More Vodafone M&A action… According to Spanish newspaper Cinco Dias (as cited by Reuters), Vodafone has hired investment bank Evercore to sell a stake in its fixed network in Spain to help reduce the financial pressures on the Spanish operation. The news comes only a day after Vodafone announced it is in talks to merge its UK operation with Three UK and only a few days after announcing a strategic acquisition in Portugal

With the India Mobile Congress in progress, there’s still plenty of news coming out of the show about how the country’s 5G landscape will shape up. The latest development involves state-owned operator BSNL, which has a lot of restructuring, upgrading and catching up to do on 4G before it gets stuck into its 5G plans, with which the Indian government is giving it a helping hand in the form of a revival package and network assets, as previously reported. So, with at least its medium-term future secured, BSNL is now planning to build out its 5G networks and launch services in the second half of next year, and it looks like local technology giant Tata Communication Services (TCS) is going to be a significant beneficiary of BSNL’s plans, as it’s on course to land a deal worth $2bn for 4G and 5G technology and supporting systems integration efforts, a BSNL executive told the Business Standard. It seems, too, that as a result of the deal, TCS will develop indigenous radio access network and packet core systems, and is set to form a couple of special telecom units to focus on such developments. This is all good news for BSNL and the government’s Make in India initiative, which aims to keep R&D and technology production within India rather than rely on imports, but according to the Business Standard, this might spell bad news for Mavenir, which had been in line to develop and deliver core network platforms for BSNL. But don’t rule anything out – Mavenir has operations in India, has been involved in the India Mobile Congress event, has good local connections and clearly believes it has real prospects in India’s 4G and 5G sector. For more on 5G developments in India, see India is bullish on 5G as the first networks are launched.

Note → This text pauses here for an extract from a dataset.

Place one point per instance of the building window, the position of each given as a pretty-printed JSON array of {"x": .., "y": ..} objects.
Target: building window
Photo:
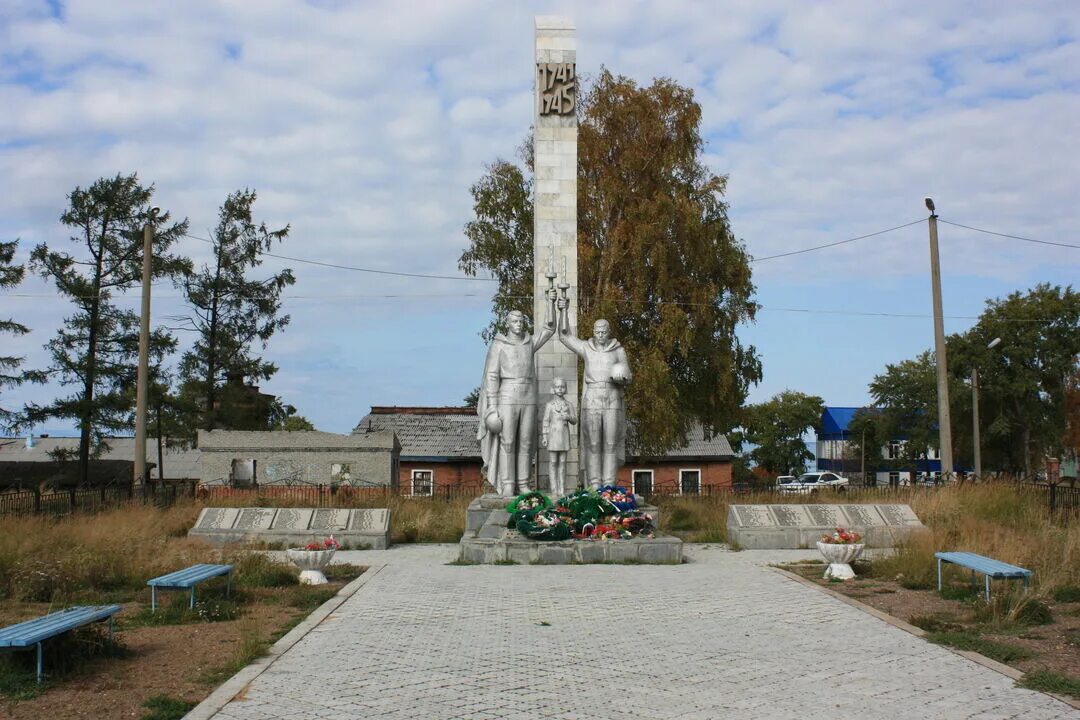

US enterprise-focused network operator Lumen Technologies has completed the $7.5bn sale of its incumbent local exchange carrier (ILEC) operations in 20 states in the mid-south and east to Brightspeed. Lumen believes the move “is a key step in its strategic plans to focus investments on driving profitable growth and places the company in a leading position to meet the world's increasing IT demands for latency-sensitive applications and immersive digital experiences.” The operator, previously known as Centurylink, has retained ILEC assets in 16 states in the mid-north and west, where it plans to invest in fibre access network deployments, as well as competitive local exchange carrier networks in all 36 states, national fibre transport links and other associated network assets across the US. For further details, see this announcement, and for a breakdown of the states in which assets are being sold, see this announcement from August 2021.